Édito
Attaque au couteau à Nantes : surenchère à droite, temporisation à gauche, le manège habituel des politiques qui parlent trop vite

Après ce fait d'hiver tragique, avant même de connaître les causes du drame, Bruno Retailleau, le ministre de l'Intérieur, en pleine campagne pour la présidence de LR, s'est particulièrement illustré.

Article rédigé par Renaud Dély
Radio France
Publié
Temps de lecture : 3min
Bruno Retailleau, Elisabeth Borne et Johanna Rolland la maire de Nantes, devant des journalistes, après une attaque au couteau dans un lycée, le 24 avril 2025. (LOIC VENANCE / AFP)
Bruno Retailleau, Elisabeth Borne et Johanna Rolland la maire de Nantes, devant des journalistes, après une attaque au couteau dans un lycée, le 24 avril 2025. (LOIC VENANCE / AFP)

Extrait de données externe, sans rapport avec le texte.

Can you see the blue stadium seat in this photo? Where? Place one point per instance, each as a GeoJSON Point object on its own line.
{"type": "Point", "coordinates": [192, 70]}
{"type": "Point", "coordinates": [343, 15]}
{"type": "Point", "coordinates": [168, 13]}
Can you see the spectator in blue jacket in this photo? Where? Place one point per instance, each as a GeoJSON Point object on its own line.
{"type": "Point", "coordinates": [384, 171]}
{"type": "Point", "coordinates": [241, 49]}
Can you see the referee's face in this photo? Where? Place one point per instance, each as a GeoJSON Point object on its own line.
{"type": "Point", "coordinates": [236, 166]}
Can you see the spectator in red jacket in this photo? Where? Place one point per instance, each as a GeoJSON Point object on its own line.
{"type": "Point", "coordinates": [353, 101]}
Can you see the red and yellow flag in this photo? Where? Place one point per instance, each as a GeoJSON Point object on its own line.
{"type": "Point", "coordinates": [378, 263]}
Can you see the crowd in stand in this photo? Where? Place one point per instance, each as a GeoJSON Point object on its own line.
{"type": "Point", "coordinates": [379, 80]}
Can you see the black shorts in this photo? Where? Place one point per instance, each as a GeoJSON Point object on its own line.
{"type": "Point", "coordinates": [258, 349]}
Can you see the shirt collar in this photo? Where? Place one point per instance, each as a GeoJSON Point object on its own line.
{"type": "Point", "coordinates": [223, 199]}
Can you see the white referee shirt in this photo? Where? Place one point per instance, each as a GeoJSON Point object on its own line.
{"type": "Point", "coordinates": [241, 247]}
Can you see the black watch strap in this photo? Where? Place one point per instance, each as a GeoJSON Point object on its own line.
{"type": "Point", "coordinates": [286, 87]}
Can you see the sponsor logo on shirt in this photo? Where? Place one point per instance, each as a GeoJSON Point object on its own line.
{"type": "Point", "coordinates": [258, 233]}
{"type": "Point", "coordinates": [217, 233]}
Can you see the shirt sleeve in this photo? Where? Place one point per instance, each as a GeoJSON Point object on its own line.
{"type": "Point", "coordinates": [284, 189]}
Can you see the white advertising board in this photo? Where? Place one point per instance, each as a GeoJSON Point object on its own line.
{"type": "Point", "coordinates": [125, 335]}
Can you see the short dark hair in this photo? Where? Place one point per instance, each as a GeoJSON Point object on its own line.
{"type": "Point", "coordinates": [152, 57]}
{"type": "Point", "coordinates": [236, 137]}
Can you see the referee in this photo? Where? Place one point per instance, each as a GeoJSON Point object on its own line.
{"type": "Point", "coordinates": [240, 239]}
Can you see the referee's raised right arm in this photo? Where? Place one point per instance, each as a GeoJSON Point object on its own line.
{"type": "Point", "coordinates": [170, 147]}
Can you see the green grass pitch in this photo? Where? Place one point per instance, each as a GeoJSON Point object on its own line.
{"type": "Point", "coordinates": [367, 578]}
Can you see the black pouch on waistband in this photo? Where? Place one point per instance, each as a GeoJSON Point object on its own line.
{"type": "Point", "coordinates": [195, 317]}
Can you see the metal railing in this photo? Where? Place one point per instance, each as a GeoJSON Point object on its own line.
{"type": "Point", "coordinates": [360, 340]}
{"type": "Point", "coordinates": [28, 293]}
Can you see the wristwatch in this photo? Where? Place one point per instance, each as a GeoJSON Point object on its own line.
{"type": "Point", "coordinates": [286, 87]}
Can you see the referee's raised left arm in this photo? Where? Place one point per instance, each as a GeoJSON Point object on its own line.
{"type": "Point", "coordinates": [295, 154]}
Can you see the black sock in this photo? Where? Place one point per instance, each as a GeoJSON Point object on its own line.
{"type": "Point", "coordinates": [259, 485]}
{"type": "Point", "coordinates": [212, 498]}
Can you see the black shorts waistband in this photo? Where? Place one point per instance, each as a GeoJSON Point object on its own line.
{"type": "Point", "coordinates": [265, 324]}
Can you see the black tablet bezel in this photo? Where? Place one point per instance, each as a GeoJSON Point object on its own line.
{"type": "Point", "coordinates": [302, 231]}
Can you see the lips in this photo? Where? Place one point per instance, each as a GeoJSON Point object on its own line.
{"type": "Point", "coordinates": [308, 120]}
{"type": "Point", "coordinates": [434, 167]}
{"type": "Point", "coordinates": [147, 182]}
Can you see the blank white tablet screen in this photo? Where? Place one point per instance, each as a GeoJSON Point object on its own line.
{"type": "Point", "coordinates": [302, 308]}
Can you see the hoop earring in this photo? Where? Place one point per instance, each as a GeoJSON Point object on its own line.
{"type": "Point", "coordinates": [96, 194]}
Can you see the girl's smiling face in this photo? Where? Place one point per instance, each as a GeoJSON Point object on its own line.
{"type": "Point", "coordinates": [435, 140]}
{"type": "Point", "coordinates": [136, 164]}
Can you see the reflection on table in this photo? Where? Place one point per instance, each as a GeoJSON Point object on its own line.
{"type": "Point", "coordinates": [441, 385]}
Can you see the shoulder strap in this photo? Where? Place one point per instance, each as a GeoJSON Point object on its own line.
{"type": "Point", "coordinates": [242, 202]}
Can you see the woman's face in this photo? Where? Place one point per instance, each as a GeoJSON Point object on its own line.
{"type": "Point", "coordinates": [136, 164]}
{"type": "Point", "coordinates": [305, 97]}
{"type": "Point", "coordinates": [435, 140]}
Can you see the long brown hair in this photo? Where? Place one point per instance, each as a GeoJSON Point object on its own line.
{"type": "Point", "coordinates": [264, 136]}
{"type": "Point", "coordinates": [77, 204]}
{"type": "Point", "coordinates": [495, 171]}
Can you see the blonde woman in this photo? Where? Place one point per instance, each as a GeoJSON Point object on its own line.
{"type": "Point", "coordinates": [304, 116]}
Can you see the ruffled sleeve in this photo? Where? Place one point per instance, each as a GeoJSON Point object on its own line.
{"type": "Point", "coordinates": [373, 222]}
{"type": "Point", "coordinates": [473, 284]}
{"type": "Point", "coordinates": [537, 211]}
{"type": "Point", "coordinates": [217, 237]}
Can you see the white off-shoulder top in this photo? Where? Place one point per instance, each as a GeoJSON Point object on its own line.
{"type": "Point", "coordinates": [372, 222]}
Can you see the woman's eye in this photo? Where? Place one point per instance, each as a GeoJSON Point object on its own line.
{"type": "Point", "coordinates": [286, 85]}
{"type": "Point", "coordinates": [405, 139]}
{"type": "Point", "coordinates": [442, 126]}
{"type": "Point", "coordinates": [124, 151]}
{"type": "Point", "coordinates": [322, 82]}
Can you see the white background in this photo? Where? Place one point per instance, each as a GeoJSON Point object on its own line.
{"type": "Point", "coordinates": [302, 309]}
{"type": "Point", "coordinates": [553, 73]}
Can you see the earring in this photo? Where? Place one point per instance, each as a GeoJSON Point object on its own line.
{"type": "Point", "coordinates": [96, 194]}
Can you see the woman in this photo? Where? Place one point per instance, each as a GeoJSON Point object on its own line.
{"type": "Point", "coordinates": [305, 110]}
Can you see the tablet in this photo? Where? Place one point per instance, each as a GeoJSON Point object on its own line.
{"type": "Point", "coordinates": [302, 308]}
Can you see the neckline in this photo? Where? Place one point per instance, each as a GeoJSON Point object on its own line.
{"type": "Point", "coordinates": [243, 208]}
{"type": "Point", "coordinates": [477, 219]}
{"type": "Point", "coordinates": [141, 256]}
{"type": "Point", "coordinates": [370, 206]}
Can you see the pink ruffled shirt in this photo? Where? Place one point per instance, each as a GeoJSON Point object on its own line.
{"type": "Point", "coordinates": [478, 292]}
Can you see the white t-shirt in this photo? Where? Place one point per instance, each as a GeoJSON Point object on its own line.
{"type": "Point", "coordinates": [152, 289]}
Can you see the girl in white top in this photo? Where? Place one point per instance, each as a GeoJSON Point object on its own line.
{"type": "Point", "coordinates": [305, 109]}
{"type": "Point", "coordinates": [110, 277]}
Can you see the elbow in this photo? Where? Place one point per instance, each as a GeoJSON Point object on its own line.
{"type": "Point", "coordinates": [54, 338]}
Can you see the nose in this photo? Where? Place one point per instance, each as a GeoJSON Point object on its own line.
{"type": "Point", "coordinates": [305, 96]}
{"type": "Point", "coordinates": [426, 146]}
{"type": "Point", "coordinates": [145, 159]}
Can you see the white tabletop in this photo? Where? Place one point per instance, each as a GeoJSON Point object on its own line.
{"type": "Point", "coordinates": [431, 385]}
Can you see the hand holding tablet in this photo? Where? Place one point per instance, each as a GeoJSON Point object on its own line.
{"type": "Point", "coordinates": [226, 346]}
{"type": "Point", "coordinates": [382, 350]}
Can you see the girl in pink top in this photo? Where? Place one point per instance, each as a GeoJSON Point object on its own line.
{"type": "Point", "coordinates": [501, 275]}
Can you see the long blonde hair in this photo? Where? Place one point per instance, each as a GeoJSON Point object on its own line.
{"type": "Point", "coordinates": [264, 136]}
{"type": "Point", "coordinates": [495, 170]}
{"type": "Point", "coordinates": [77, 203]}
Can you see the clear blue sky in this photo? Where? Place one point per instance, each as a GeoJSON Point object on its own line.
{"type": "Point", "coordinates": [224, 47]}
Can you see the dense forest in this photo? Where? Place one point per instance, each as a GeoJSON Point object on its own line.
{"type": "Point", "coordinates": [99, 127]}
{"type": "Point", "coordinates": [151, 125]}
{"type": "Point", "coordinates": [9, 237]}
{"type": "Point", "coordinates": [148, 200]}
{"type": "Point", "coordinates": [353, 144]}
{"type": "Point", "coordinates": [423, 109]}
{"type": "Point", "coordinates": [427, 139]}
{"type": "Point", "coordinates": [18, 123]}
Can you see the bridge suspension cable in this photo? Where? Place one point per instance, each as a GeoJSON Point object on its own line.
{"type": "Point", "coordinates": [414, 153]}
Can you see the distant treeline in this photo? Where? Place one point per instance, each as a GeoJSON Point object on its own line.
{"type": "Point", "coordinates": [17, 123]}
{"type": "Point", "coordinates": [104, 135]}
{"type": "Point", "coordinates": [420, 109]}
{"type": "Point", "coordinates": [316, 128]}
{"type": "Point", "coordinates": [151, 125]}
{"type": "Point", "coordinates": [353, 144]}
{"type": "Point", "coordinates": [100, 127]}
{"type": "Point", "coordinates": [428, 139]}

L’attaque meurtrière qui s’est produite jeudi 24 avril dans un lycée de Nantes a provoqué une vague d’émotion dans le monde politique. Une émotion partagée par le chef de l’État et des élus de toutes étiquettes. Mais il a fallu à peine deux heures pour que la controverse politique reprenne ses droits.

Sur deux modes différents. Le premier, attendu, tient à la circulation des armes blanches. Deux autres drames récents, l’un à Paris, l’autre dans l’Essonne, avaient déjà incité les pouvoirs publics à prendre des mesures en mars. François Bayrou a renchéri jeudi en exigeant une intensification des contrôles et de la sécurisation des établissements scolaires et en promettant de nouvelles propositions concrètes d’ici quatre semaines.

La sortie déplacée de Bruno Retailleau

On critique parfois la propension des politiques à légiférer dans l’urgence, sous le coup de l’émotion. Mais cela a toujours été le cas, et c’est même souvent nécessaire, pour rassurer l’opinion. Et le sujet des armes blanches est une réalité, une menace croissante, le gouvernement doit s’y attaquer. Plus surprenant, Bruno Retailleau s’est placé sur un autre registre.

Aux yeux du ministre de l'Intérieur, le drame de Nantes "n’est pas un fait divers, mais un fait de société", qui témoigne d’un "ensauvagement" général. Pourquoi ? Parce que, dit-il, "nous sommes dans une société qui a encouragé le laxisme, qui a voulu déconstruire les interdits, l’autorité, l’ordre, les hiérarchies, et qui a accouché de toute sa violence". On aurait cru entendre le candidat Sarkozy promettre en 2007 de "liquider l’héritage de Mai 68". Sans doute parce que Bruno Retailleau avait enfilé là, lui aussi, sa casquette de candidat en campagne pour la présidence de LR, soumis à la surenchère musclée de Laurent Wauquiez. Résultat, cette sortie déplacée.

Santé mentale plutôt que "laxisme"

En parlant ainsi, le ministre de l’Intérieur clôturait une enquête qui n’avait pas commencé. Or, il semble, selon les tout premiers éléments dont on dispose, que l’assaillant souffrirait de "troubles psychiques". Il a adressé à l’ensemble de l’établissement, juste avant de passer à l’acte, un long texte, une logorrhée confuse qui s’indigne de "la mondialisation" qui a "transformé notre système en une machine à décomposer l’humain", s’alarme d’un "écocide globalisé" et fustige un "conditionnement social totalitaire". Et certains de ses camarades rapportent qu’il parlait volontiers d’Hitler et "l’idéologie des nazis".

Quel rapport avec une société qui aurait encouragé le laxisme et déconstruit les interdits ? Plutôt que de renchérir de prophéties apocalyptiques pour draguer les adhérents LR, un ministre sérieux ferait mieux de s’emparer d’un vrai sujet tabou : la santé mentale en péril de toute une frange de notre jeunesse, une urgence sanitaire ignorée depuis trop longtemps par nos gouvernants.